Saturday 18 September 2021

Afghan female footballers reach Pakistan, Evade Taliban


 KARACHI: On Tuesday night, female footballers from Afghanistan and their families crossed the Torkham border into Pakistan after the government issued emergency humanitarian visas to evacuate them from their country following the Taliban takeover.

The Taliban were threatening footballers on the national junior girls team because of their participation in sports. They were supposed to travel to Qatar, where Afghan refugees are being housed at a facility for the 2022 FIFA World Cup, but were stranded after a bomb blast at Kabul airport on August 26.

While the majority of the Afghan national women’s team flew out in the last week of August as part of an agreement with the Australian government, the youth team was unable to board flights due to a lack of passports and other documentation.
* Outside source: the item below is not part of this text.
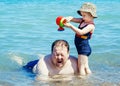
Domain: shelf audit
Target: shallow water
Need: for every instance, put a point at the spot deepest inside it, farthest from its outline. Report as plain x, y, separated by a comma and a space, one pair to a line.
27, 29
They had been hiding since then in order to avoid the Taliban.

The decision to bring the 32 footballers — a total of 115 people, including their families — to Pakistan was made in collaboration with the government and the Pakistan Football Federation of Ashfaq Hussain Shah, which is not recognized by FIFA.

FIFA President Gianni Infantino visited Afghan refugees during his visit to Doha last week, but the global football body has been chastised for its failure to assist female footballers still in Afghanistan.

The Independent newspaper in the United Kingdom reported last week that Prime Minister Imran Khan was more likely to allow the players to enter Pakistan if FIFA requested it.

“We launched these efforts a few weeks ago, and we’re extremely grateful to the government and PFF president Ashfaq Hussain Shah and vice president Aamir Dogar for facilitating us,” Sardar Naveed Haider Khan, a former member of Ashfaq’s PFF, told Dawn on Tuesday night.

The footballers will travel from Peshawar to Lahore, where they will stay at the PFF headquarters, which was taken over by the court-elected PFF of Ashfaq from the FIFA-appointed PFF Normalisation Committee, forcing FIFA to suspend Pakistan.

“We support humanity,” Ashfaq told Dawn on Tuesday evening. “When we found out about this, we immediately acted and did everything we could to get them to Pakistan as soon as possible.”

Because FIFA was not involved in the process, a PFF NC member told Dawn on Tuesday that the organization “had no knowledge of the matter.”